It's a Dogfish and pinot show.
Their act, perfected over five years, 20 drink-off dinners, and now the book He Said Beer, She Said Wine (Dorling Kindersley, $25), is pairing wines and beers with specific foods and judging which beloved libation is the winner.
A hard choice, but someone has to make it.
"Once we turned it into a contest, where people scored their choices, a war of the sexes, it just worked," Calagione says.
For the record, there's little war: Both beverage connoisseurs are 38, married to their high school sweethearts, and get along swimmingly.
He Said, She Said, with zippy photographs, recipes and ballots, pairs beer and wine with everything: pot roast, salad, sushi, hoagies, ham, ribs, pecan pie and, yes, a tuna salad sandwich (Neil Ellis Sincerely Sauvignon Blanc or De Ranke XX Bitter, a Belgian golden ale).
Which means their lunches are more lively than most Americans' midday repasts.
Beer Guy and Wine Woman will stage one of their tonier contests in the jeweled XIX Restaurant next Thursday during Philly Beer Week.
Wine Woman realizes she's at a distinct disadvantage as the challenger, pushing grapes in the midst of so much hops. Then again, Beer Guy competed two years ago at the Pittsburgh Wine Festival.
"It was like bringing a knife to a gunfight," Calagione says.
"Everyone has these preconceived misconceptions about what drink goes with what dish," Beer Guy says. "We're trying to make people look at beer and wine differently but in a fun way."
Wine Woman is unafraid to declare that a wine tastes "leathery." Beer Guy fearlessly compares a lambic to a "horse blanket." Their point is to be less of a snob about wine, and more open about good beer.
Tragically, in an era of great handcrafted beer and variety, 90 percent of all global beer is one style, pale lager, and 85 percent of all domestic beer consumption is pale lager from three breweries: Coors, Miller and Anheuser-Busch.
"And America happens to be the best producer of beer in the world.
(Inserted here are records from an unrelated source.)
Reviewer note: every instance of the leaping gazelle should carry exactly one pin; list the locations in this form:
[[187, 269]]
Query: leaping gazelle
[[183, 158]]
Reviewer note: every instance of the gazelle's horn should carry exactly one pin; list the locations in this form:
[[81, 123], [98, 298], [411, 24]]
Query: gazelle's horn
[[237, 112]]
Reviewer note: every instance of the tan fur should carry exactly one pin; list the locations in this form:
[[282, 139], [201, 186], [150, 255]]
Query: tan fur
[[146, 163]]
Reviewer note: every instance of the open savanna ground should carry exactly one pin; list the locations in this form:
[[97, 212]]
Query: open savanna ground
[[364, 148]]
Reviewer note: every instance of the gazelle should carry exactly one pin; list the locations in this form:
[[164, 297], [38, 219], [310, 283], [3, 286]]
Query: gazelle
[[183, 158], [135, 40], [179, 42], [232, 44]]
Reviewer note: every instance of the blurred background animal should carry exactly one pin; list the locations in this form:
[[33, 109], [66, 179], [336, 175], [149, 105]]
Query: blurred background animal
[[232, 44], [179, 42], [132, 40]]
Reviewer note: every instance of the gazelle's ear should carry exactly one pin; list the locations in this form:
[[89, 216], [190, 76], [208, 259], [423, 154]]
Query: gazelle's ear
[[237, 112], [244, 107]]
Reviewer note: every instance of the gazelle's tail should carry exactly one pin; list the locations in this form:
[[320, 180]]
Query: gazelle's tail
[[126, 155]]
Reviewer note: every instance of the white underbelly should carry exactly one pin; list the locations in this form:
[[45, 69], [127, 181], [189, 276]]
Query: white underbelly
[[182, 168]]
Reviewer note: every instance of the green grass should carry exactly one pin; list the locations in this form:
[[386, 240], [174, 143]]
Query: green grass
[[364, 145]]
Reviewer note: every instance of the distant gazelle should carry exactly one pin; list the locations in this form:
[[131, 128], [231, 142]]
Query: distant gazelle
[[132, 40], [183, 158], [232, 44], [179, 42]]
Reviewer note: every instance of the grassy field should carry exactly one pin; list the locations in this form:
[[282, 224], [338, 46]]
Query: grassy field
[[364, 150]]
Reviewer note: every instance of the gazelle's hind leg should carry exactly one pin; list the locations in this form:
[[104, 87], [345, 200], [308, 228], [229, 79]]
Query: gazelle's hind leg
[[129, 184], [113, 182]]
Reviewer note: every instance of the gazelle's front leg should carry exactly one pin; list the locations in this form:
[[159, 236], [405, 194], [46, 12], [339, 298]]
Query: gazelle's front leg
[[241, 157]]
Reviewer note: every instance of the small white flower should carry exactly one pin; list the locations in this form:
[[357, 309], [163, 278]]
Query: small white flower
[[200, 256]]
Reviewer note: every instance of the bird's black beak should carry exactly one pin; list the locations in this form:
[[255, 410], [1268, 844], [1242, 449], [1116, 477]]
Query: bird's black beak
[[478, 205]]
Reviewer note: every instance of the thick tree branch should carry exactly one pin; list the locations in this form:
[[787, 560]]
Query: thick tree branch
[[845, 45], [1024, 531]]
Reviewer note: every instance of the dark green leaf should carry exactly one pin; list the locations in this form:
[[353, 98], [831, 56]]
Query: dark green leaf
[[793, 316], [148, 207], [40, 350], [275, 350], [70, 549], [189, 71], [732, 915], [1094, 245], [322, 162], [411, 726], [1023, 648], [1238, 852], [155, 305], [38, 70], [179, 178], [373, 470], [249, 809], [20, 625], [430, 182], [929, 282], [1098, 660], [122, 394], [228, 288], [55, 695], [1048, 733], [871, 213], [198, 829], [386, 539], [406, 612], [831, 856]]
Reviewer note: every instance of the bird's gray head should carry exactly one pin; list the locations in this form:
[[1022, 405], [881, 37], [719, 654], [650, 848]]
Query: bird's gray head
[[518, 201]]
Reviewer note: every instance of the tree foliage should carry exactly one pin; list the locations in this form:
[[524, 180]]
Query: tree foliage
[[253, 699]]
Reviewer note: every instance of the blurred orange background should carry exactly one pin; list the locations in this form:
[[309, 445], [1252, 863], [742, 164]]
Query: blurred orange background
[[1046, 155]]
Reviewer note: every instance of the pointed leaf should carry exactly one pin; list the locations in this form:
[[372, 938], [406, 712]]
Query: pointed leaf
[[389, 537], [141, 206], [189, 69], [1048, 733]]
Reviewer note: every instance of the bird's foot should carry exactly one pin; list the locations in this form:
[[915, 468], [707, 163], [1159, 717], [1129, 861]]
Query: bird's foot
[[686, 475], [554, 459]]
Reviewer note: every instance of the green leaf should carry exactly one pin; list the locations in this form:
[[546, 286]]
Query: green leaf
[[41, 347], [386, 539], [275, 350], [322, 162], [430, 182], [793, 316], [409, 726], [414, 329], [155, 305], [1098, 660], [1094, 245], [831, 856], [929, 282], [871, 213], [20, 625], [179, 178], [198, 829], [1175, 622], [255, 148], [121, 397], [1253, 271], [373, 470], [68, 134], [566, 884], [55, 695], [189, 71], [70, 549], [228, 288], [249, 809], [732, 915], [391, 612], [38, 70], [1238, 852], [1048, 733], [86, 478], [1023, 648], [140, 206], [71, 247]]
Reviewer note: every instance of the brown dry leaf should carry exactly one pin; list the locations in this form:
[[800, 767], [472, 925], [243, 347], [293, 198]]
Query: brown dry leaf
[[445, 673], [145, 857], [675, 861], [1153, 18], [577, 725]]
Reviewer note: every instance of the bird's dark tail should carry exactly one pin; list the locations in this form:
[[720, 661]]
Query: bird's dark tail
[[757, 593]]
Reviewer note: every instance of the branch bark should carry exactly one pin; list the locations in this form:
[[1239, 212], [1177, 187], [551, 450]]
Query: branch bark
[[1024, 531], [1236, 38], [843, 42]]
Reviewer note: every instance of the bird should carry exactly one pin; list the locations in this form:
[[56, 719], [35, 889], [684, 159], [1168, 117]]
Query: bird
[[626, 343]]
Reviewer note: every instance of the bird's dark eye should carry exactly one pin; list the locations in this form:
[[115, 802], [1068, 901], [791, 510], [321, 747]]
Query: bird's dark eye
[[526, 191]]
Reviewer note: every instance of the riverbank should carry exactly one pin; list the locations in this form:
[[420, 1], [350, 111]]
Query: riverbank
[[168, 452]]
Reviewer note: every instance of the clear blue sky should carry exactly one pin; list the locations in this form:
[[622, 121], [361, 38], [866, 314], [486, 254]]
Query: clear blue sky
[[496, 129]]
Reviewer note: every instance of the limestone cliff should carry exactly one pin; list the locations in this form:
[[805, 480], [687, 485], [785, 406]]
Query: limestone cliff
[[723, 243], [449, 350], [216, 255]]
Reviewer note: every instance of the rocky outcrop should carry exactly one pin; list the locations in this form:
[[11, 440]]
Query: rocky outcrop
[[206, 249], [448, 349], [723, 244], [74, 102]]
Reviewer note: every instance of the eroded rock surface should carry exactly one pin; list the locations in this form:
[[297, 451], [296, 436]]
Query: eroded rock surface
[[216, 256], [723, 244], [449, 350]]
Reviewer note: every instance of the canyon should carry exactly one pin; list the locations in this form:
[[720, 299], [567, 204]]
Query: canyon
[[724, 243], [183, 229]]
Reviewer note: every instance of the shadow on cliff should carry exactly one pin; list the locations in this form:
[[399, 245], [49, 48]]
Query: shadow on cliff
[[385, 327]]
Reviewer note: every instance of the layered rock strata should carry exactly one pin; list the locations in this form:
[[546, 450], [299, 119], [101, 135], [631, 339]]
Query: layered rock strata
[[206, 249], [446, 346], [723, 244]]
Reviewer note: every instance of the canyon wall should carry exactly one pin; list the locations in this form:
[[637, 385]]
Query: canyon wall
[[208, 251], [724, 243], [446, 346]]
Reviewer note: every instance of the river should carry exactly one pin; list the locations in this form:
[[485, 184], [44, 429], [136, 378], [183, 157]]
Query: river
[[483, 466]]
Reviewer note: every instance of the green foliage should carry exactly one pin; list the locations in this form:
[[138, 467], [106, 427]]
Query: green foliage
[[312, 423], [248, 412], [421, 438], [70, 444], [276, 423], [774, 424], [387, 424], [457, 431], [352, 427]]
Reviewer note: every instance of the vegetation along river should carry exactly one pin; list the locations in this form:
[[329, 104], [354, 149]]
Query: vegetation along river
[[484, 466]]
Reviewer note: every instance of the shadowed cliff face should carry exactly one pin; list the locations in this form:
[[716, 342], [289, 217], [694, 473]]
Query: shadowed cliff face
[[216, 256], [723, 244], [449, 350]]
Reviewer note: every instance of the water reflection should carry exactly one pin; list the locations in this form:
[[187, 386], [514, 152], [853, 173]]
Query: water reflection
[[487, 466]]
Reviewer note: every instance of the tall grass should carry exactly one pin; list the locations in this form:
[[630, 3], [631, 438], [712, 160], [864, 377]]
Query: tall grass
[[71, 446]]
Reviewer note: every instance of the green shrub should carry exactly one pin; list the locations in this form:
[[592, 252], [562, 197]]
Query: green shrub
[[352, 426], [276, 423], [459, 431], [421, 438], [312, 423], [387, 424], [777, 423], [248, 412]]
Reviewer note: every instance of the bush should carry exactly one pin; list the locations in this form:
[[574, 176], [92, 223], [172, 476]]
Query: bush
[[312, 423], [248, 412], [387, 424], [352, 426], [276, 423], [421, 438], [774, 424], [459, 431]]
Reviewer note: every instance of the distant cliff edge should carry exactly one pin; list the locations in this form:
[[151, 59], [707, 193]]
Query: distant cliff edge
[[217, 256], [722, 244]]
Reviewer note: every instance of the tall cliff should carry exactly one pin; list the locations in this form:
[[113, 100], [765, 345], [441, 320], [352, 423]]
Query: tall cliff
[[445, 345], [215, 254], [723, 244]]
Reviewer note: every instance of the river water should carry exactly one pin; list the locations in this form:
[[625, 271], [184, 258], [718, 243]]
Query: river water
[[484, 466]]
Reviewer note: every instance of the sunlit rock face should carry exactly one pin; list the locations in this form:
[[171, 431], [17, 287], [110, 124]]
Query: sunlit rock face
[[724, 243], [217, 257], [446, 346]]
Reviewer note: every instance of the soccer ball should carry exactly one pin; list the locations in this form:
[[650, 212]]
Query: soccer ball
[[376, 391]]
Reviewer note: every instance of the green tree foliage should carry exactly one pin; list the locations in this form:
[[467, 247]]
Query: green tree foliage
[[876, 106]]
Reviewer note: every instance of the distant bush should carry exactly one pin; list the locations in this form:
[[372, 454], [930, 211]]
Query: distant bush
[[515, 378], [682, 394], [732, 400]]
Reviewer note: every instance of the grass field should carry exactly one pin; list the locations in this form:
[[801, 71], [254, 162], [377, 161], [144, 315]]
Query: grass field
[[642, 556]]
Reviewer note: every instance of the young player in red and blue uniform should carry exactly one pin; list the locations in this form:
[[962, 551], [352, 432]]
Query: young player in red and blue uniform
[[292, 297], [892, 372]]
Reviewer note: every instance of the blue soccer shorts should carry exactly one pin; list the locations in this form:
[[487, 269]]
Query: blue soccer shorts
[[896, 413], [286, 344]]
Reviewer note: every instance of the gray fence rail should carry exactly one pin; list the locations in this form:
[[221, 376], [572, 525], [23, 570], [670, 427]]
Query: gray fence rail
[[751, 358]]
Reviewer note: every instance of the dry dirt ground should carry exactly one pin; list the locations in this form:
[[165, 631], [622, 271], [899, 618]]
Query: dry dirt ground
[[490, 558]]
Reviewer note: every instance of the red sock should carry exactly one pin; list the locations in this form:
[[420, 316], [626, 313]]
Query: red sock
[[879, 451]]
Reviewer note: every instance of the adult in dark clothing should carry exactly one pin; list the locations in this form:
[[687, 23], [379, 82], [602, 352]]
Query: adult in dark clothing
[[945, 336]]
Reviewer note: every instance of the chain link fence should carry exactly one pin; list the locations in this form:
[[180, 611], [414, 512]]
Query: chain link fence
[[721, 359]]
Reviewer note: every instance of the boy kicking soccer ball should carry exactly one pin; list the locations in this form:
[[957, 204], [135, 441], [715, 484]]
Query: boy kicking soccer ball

Look at all the great beers we have in our area - Victory, Yards, Sly Fox, Stoudt's. This is a great beer-drinking town."
"We're trying to get people comfortable enough to trust their own palates," Calagione says. And to be adventurous when they sit down to the table.
Beer goes effortlessly with green salad. Asparagus and artichokes, the jewels of the vegetable kingdom, go poorly with both beer and wine.